Il fegato è un organo vitale che svolge una varietà di funzioni cruciali per il corpo, tra cui la produzione di proteine, la detossificazione del sangue, la regolazione del metabolismo e la produzione di bile, necessaria per la digestione dei grassi. È la ghiandola più grande del nostro corpo, situata nell’addome e appartenente all’apparato digerente. Si trova alla nostra destra nella parte alta della cavità addominale, sotto il diaframma e accanto allo stomaco. La sua forma è ovoidale ed è lungo nell’adulto circa 25 cm.
Per questo è fondamentale tenere sotto controllo il nostro fegato e la sua funzionalità, valutabile attraverso analisi del sangue (esami ematici), che misurano la quantità delle sostanze che vengono prodotte dal fegato per capire se vi sono danni di funzionalità. Questi esami permettono di individuare eventualmente le cause della malattia del fegato, se presente, capendo cioè se la malattia ha origine metabolica, virale, autoimmune.

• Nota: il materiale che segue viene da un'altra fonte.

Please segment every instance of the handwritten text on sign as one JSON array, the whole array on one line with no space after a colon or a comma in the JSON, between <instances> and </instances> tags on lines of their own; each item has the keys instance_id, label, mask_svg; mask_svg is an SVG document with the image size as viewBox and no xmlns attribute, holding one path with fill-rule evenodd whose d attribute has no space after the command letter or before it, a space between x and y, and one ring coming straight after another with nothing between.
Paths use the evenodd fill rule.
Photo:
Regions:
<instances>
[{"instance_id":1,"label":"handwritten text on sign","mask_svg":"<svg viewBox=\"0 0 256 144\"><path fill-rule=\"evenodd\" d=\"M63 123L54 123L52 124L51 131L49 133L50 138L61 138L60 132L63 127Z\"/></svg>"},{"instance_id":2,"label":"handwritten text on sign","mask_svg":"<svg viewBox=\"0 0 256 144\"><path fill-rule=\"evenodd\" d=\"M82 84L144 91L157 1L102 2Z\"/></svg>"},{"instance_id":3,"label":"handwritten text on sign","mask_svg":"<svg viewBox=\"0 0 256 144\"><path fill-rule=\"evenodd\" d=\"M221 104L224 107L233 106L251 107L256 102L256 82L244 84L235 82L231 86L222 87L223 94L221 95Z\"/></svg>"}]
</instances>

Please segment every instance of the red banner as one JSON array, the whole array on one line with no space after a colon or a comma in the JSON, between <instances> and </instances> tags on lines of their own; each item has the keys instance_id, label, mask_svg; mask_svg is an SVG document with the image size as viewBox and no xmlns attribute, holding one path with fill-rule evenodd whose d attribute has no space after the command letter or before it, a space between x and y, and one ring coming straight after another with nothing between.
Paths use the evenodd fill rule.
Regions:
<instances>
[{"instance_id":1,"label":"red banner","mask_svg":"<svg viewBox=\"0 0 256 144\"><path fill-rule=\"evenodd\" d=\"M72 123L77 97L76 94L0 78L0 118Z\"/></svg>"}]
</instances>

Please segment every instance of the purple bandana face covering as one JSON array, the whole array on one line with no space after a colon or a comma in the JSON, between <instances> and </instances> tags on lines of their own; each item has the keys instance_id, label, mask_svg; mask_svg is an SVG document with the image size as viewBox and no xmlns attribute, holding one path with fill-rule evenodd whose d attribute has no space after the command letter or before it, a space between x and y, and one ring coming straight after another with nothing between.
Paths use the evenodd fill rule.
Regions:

Normalmente, i valori del fegato sono determinati con analisi eseguite nello stesso tempo su un campione di sangue. Il campione ematico così ottenuto viene quindi analizzato in laboratorio, allo scopo di dosare i markers di funzionalità e salute epatica (cioè di stabilire la concentrazione plasmatica delle sostanze che hanno a che fare con l'efficienza e l'integrità strutturale dell'organo). Il pannello epatico è un insieme di analisi che consente di valutare lo stato di salute dell'organo. Il pannello epatico è utile per valutare e monitorare infiammazioni (epatiti) acute e croniche, danni del fegato e/o malattie (dalla cirrosi ai tumori).
Una volta valutati i risultati del pannello epatico nel loro insieme, vengono differenziati i principali quadri clinici e il medico indica l'esecuzione di test d'approfondimento mirati e specifici per capire quale sia la causa del danno e/o della patologia epatica.
Quali sono gli esami del sangue per valutare la funzionalità epatica?
Negli esami del sangue per valutare la funzionalità epatica vengono indagate principalmente transaminasi e bilirubina. I valori legati alla funzionalità epatica sono la transaminasi, la bilirubina, l’albumina, la Gamma Glutamil Trasferasi GGT e Gamma GT, la lattato deidrogenasi (LDH).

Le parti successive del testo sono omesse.